Plumb --samples_per_plugin to Rust data server #4689

psybuzz · 2021-02-18T10:25:18Z

Introduces a --samples-per-plugin flag on the Rust data server, which
takes the --samples_per_plugin flag from standard TensorBoard's CLI.
At the moment, this change makes the value of 0 interpreted as
"create a reservoir with capacity 0", while traditionally the value would be
interpreted as "create a reservoir with unbounded capacity". This
discrepancy will be fixed in a separate PR.

Test plan:
Added unit tests and ran with cargo test.
Ran bazel run tensorboard:dev --define=link_data_server=true -- --load_fast --logdir <logdir> --bind_all --samples_per_plugin=scalars=5,images=0 and observed that scalar charts that normally show lots of points now only show 5, while images do not appear at all.

Associated issue: "samples per plugin" item in the Rustboard task list #4422

wchargin

This looks excellent. Apart from the error handling for the parser, I’m
quite happy with this; nice work.

tensorboard/data/server/cli.rs

tensorboard/data/server/run.rs

tensorboard/data/server/types.rs

tensorboard/data/server/cli.rs

tensorboard/data/server/run.rs

psybuzz

Ready for another look

tensorboard/data/server/cli.rs

tensorboard/data/server/run.rs

tensorboard/data/server/types.rs

tensorboard/data/server/run.rs

tensorboard/data/server/types.rs

psybuzz · 2021-02-19T23:04:46Z

tensorboard/data/server/run.rs

+            if let Some(ref pd) = metadata.plugin_data {
+                if let Some(hint) = &*plugin_sampling_hint {
+                    if let Some(&num_samples) = hint.0.get(&pd.plugin_name) {
+                        // TODO(psybuzz): if the hint prescribes 0 samples, the reservoir should ideally
+                        // be unbounded. For now, it simply creates a reservoir with capacity 0.


What do you think about making the plugin sampling hint required to remove one layer of conditionals?

Sounds good!

What do you think about encapsulating this logic into a method on PluginSamplingHint?

Hm, if we extracted the logic into a method that accepted metadata, it would be able to compute the capacity entirely, so there would be less reason to keep the DataClass match around in StageTimeSeries::new. In that case, PluginSamplingHint::capacity(metadata) should contain all the capacity logic.

If the concern is that the capacity logic is a bit much to have in the constructor, would it suffice to just move the code into a method StageTimeSeries::capacity?

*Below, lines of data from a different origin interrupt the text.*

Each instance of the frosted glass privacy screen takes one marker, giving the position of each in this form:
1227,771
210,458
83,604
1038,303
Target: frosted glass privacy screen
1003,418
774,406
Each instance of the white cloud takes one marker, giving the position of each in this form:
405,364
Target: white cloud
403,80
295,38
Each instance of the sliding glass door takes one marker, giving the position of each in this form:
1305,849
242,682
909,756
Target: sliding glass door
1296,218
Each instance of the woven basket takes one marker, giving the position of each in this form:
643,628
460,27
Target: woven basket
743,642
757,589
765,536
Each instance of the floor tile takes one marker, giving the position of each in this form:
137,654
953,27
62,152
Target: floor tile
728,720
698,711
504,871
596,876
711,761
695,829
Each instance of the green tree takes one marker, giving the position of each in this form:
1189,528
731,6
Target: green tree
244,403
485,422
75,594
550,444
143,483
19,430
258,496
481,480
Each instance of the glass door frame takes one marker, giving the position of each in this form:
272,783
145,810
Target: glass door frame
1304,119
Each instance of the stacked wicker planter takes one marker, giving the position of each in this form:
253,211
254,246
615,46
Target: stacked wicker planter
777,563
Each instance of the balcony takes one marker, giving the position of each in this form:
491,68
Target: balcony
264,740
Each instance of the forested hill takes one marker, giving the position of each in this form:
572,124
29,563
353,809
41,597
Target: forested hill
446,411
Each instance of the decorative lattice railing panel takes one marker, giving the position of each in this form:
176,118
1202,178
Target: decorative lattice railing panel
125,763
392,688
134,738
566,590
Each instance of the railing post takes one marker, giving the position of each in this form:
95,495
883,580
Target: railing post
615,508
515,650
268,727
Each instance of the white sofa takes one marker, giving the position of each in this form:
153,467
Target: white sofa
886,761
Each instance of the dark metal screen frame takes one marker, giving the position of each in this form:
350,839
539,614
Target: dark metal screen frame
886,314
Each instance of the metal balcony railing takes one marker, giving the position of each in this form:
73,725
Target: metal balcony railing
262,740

aside: also switched the if capacity > 0 to if data_class != Unknown, since even if a known data class had 0 default capacity, the user hint should still override.

wchargin · 2021-02-20T00:44:34Z

tensorboard/data/server/types.rs

+                    part: pair_str.to_string(),
+                });
+            }
+            let num_samples = pair[1].parse::<usize>()?;


Nice: good use of the implicit error type conversion.

tensorboard/data/server/types.rs

wchargin · 2021-02-20T01:00:17Z

tensorboard/data/server/run.rs

+            if let Some(ref pd) = metadata.plugin_data {
+                if let Some(hint) = &*plugin_sampling_hint {
+                    if let Some(&num_samples) = hint.0.get(&pd.plugin_name) {
+                        // TODO(psybuzz): if the hint prescribes 0 samples, the reservoir should ideally
+                        // be unbounded. For now, it simply creates a reservoir with capacity 0.


Hm, if we extracted the logic into a method that accepted metadata, it would be able to compute the capacity entirely, so there would be less reason to keep the DataClass match around in StageTimeSeries::new. In that case, PluginSamplingHint::capacity(metadata) should contain all the capacity logic.

Agreed.

If the concern is that the capacity logic is a bit much to have in the constructor, would it suffice to just move the code into a method StageTimeSeries::capacity?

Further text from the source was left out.